Quest'anno proporremo certe cose che sfuggono perlopiù e che ci diranno, ancora una volta, quale ricchezza di sentimenti e di azione sono stati i nostri fratelli uccisi nei campi di concentramento nazisti. E non si tratta solamente di ebrei.
Se volessimo classificare le vittime del nazismo in grandi macrocategorie potremmo dire che
vi furono vittime "per ciò che erano", vittime "per quel che facevano" e infine vittime "per ciò
che rifiutavano di fare".
Nella prima categoria possiamo far rientrare gli Ebrei, i Rom e i Sinti e - in misura variabile -
gli Slavi e i "non ariani".
La categoria di coloro che venivano vittimizzati "per quel che facevano" era composta da tutti
coloro che mostravano attitudini e comportamenti divergenti dall'ideologia o dalla morale
nazista.
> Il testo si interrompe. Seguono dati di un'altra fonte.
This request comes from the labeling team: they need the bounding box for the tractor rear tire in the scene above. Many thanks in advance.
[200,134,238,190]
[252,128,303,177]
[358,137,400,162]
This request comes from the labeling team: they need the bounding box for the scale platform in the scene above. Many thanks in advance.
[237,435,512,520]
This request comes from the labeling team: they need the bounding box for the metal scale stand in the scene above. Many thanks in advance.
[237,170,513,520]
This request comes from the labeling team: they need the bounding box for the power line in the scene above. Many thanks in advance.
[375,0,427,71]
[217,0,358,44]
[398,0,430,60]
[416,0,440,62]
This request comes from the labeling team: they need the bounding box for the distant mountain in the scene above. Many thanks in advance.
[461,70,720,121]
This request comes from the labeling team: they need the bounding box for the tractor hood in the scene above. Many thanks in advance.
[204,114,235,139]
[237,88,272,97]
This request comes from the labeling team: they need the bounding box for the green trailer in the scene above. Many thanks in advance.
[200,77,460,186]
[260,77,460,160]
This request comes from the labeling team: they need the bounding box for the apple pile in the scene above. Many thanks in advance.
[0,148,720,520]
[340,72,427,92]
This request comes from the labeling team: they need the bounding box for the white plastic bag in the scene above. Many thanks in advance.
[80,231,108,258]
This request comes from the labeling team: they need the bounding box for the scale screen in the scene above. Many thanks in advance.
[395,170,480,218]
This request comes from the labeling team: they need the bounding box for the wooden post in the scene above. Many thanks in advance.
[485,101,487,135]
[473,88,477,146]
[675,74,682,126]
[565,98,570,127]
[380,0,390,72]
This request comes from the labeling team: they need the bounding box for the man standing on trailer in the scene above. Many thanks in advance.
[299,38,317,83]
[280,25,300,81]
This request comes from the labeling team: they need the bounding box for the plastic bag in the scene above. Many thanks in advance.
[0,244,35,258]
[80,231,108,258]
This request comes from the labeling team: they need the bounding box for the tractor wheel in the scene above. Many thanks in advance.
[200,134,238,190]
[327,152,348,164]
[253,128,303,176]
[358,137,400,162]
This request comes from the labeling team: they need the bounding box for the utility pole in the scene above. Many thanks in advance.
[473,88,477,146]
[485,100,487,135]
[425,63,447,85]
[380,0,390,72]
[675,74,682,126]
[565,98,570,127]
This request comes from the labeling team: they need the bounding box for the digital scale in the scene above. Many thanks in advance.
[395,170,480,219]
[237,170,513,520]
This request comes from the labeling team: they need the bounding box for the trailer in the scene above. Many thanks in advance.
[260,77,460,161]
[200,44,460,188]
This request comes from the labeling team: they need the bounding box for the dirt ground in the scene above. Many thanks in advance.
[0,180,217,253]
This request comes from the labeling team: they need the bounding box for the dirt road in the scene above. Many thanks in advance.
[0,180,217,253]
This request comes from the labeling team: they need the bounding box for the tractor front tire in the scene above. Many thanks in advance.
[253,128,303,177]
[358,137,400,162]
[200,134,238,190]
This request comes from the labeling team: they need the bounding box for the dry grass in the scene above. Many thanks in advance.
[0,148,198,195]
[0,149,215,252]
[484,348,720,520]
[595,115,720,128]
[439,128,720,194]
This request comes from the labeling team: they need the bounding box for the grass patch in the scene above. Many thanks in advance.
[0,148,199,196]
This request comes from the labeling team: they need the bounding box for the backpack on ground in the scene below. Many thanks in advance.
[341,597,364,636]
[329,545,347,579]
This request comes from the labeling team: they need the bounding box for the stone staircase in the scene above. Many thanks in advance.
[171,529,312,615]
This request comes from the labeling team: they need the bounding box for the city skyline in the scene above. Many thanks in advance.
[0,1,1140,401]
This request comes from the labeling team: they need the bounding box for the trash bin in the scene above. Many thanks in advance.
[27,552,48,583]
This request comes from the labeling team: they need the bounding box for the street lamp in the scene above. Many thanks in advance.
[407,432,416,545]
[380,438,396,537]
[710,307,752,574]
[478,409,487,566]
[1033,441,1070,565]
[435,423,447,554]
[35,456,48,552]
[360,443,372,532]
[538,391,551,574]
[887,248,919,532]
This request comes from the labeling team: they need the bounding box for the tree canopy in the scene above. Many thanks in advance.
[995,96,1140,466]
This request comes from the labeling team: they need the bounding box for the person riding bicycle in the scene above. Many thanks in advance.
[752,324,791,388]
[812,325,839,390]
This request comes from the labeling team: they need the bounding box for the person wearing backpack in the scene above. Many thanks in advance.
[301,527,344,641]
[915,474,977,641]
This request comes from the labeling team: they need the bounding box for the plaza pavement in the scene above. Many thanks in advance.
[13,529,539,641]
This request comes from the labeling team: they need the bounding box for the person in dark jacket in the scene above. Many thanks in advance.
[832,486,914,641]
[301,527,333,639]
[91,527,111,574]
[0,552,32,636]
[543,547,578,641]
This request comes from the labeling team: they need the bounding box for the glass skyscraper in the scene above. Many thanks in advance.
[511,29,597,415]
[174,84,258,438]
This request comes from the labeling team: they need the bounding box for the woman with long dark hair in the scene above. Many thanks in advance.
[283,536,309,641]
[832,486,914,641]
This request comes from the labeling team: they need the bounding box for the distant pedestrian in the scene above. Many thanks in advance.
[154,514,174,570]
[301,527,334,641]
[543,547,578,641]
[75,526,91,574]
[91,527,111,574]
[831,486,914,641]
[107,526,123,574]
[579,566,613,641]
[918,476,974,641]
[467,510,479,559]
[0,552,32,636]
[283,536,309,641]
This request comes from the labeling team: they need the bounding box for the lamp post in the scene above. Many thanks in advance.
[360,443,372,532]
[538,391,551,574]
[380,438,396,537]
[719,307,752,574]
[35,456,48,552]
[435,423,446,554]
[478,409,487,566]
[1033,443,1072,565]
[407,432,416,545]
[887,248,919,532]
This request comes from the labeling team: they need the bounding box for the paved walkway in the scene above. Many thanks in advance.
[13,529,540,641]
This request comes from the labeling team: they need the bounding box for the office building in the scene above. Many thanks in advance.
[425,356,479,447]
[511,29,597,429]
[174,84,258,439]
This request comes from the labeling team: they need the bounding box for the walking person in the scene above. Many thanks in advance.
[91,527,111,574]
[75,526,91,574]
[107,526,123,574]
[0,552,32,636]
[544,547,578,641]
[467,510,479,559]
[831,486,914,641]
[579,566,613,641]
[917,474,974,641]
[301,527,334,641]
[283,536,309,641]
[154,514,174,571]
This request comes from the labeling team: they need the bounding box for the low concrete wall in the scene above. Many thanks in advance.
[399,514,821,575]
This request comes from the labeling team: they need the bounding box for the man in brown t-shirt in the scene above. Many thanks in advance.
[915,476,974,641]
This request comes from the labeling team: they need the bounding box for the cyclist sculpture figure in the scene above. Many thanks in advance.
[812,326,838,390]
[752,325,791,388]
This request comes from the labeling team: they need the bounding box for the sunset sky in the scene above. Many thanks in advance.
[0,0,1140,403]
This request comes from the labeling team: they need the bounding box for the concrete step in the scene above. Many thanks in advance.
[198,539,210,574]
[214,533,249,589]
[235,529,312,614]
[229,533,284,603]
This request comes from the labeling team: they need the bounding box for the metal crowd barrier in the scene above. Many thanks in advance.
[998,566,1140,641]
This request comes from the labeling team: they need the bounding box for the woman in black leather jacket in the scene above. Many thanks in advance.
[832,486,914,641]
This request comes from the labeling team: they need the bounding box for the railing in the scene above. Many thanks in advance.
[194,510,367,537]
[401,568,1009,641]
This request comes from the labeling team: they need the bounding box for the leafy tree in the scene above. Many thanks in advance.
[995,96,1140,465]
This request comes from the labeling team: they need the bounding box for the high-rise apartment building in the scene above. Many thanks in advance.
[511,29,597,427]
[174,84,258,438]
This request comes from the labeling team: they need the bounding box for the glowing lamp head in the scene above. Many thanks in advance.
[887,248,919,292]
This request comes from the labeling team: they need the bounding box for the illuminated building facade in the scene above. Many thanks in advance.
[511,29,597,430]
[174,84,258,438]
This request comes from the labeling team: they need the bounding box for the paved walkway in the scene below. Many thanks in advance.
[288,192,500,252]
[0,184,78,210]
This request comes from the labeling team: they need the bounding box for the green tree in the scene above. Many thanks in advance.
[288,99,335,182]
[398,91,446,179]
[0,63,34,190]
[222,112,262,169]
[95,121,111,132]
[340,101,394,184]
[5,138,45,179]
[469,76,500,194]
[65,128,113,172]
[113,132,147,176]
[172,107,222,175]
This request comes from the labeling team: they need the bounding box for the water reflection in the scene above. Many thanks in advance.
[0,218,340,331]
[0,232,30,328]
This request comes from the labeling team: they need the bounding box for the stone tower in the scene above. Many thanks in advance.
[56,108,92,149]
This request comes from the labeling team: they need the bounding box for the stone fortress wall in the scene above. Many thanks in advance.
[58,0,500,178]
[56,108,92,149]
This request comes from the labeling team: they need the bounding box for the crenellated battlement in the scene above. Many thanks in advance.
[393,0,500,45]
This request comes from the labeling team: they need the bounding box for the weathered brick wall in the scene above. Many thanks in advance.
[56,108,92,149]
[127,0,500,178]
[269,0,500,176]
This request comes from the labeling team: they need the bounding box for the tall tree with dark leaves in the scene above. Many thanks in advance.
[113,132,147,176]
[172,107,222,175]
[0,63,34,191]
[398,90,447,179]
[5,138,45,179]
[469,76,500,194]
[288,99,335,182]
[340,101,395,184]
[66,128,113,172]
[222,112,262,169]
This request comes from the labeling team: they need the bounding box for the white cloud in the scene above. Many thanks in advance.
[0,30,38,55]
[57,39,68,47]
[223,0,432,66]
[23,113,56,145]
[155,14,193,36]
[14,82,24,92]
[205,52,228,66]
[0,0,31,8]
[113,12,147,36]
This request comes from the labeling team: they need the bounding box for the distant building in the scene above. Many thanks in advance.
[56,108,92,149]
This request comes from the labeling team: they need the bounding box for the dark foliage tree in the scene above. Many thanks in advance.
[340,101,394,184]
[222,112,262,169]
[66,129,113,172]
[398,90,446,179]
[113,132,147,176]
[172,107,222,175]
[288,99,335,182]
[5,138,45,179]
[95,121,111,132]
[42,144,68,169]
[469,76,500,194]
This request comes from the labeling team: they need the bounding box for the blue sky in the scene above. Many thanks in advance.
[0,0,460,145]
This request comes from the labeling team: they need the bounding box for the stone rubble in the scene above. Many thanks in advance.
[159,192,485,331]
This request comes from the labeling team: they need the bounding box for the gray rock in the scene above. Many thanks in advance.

Gli omosessuali quindi, gli oppositori politici, i massoni, i cosiddetti "asociali", coloro
che trasgredivano agli ordini.
La terza categoria - quella di coloro che erano vittime "per ciò che rifiutavano di fare" appare la meno studiata. Vi rientravano ad esempio coloro che rifiutavano di prestare servizio militare
(come ad esempio i Testimoni di Geova), i militari che rifiutavano di obbedire ad ordini
considerati immorali.
Un gruppo di appartenenti a questa categoria è stata quasi del tutto ignorata dagli storici:
i pacifisti.
Cosa significava essere pacifisti o anche obiettori di coscienza nel Terzo Reich?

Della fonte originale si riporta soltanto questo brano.